Why did Huntington Beach school officials reject more lucrative offers to develop an abandoned school campus and embrace developer George Argyros' less profitable plan to build a Wal-Mart? The latest possible explanation: Wayne Wedin.

The Weekly has learned that Wedin, the controversial Brea City Council member-turned-construction consultant, was advising the Ocean View School District (OVSD) when it approved Argyros' low-ball bid to turn Crest View Elementary into a Wal-Mart. During a Jan. 20 taped debate on the Wal-Mart project that will air on Huntington Beach's cable television outlet HBTV-3 through March 5, OVSD trustee Pam Walker explained that the district “hired a consultant” who advised that “the other bids weren't serious.”

Walker's revelation is the latest explanation of Huntington Beach's mysterious commitment to a proposed Wal-Mart that has provoked outrage from its prospective neighbors. Two others:

“City pressure.” In November, OVSD Superintendent James Tarwater told the Weekly that the district accepted Argyros' deal because Huntington Beach city officials desired the sales tax the Wal-Mart would generate.

Pacific Liberty Bank. In December, the Weekly revealed that George Argyros invested $100,000 in the small start-up bank in Huntington Beach, where other investors include three of the four City Council members who voted in favor of the Wal-Mart project but did not disclose that business relationship. That group included Mayor Dave Garofalo, who has a $50,000 investment and serves on the board of directors. Inquiries by the city attorney, grand jury and district attorney have cleared the officials of wrongdoing. The Fair Political Practices Commission is still investigating.

Argyros is a highly political land developer and the financial force behind the no-holds-barred drive to build the nation's fifth-largest international airport at El Toro. Wedin is equally political, and his résumé is a perfect fit for the controversial nature of this project. He was the head consultant behind such expensive—and potentially dangerous—school building projects as Los Angeles Unified School District's (LAUSD) Belmont Learning Center and Brea Olinda High School in Orange County.

School-district records show that Wedin sent out the OVSD's original Request for Qualifications (RFQ) for developers in mid-1994. The RFQ was designed to weed out illegitimate bids. By late 1994, Wedin had narrowed his list and sent out a Request for Proposals (or bid) from those developers he deemed legitimate. All bids went to Wedin's Placentia office.

A 1995 status report obtained by the Weekly shows Wedin eventually handed the school district six proposals for a variety of residential and commercial uses. At least two of them exceeded Wal-Mart's $442,000 proposed annual lease payments. One of them, a bid to build a Smiths Market, would have netted the school district double the Wal-Mart project in yearly lease payments.

Wedin's dubious consulting record has already been reported in the Weekly. In 1992, he left the Brea City Council amid conflict-of-interest charges, but a trial acquitted him. Wedin turned to the more lucrative business of advising cash-strapped school districts on construction projects. Reporting over the past three years by the OC Weekly and the LA Weekly shows that Wedin made millions of dollars consulting for six California school districts, including OC's Brea Olinda. A state Assembly investigation into financially troubled school districts led to the scathing 1998 Wildman report, in which Wedin is mentioned 228 times.

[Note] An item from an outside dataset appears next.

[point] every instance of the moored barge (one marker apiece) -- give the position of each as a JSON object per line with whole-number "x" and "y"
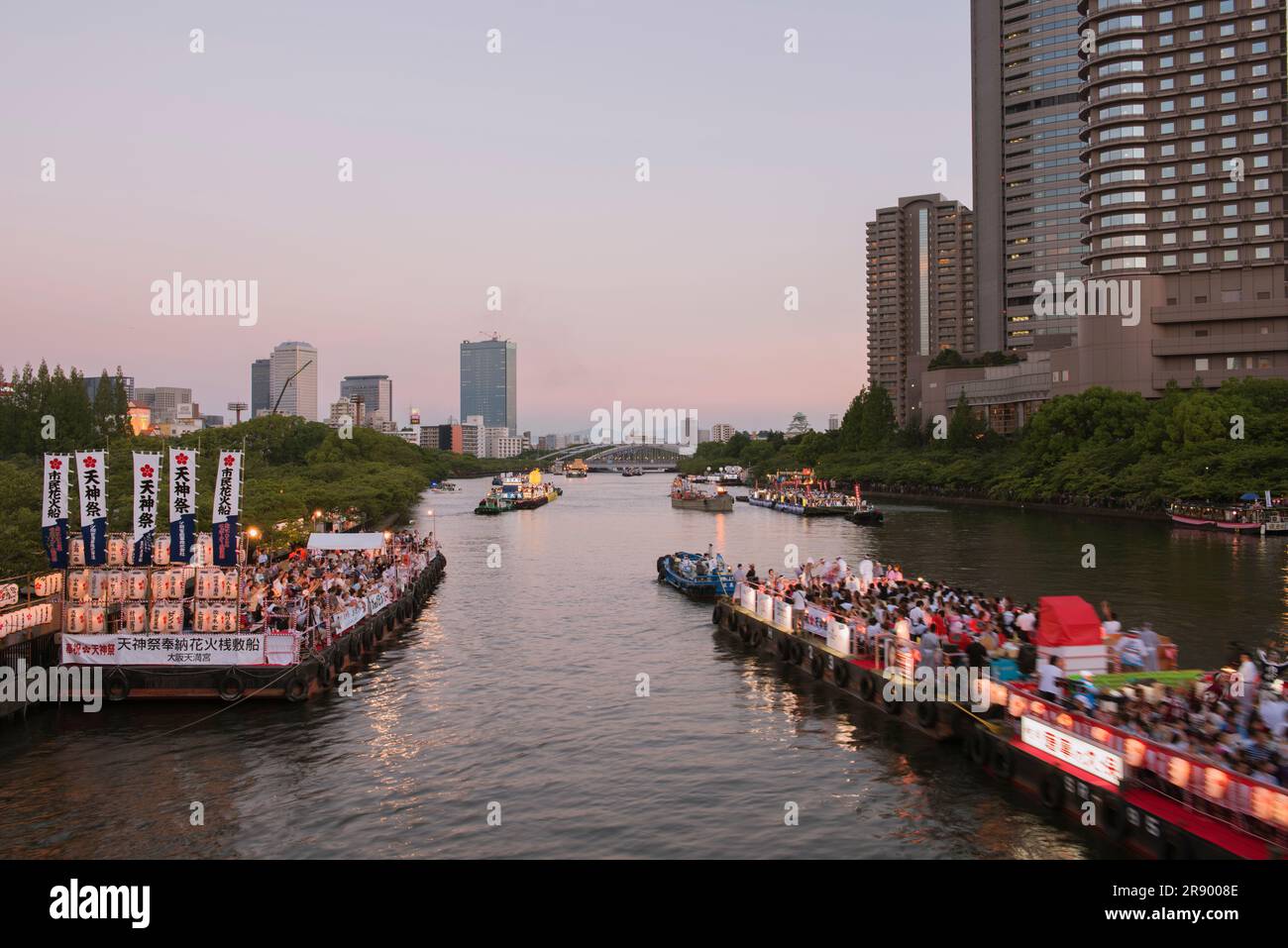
{"x": 1147, "y": 798}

The most controversial of those projects is the disastrous Belmont Learning Complex, begun in the late 1980s for the LAUSD before being shut down permanently by the district board on Jan. 25. The incompleted high school's price ballooned to $120 million, making it the most expensive high school ever built in California. The Wildman report shows Wedin misled district officials about the viability of public financing. LAUSD later terminated his contract, but not before he made more than $1 million in fees.

In Brea, Wedin developed an exotic strategy to turn an old high school campus into a commercial shopping area and construct the district's new high school on an abandoned oil field. School district officials recently admitted that their district is still so deeply in debt as a result of that scheme that they'll have to tap the district's reserve funds to keep up with payments on a project that was supposed to have already paid for itself.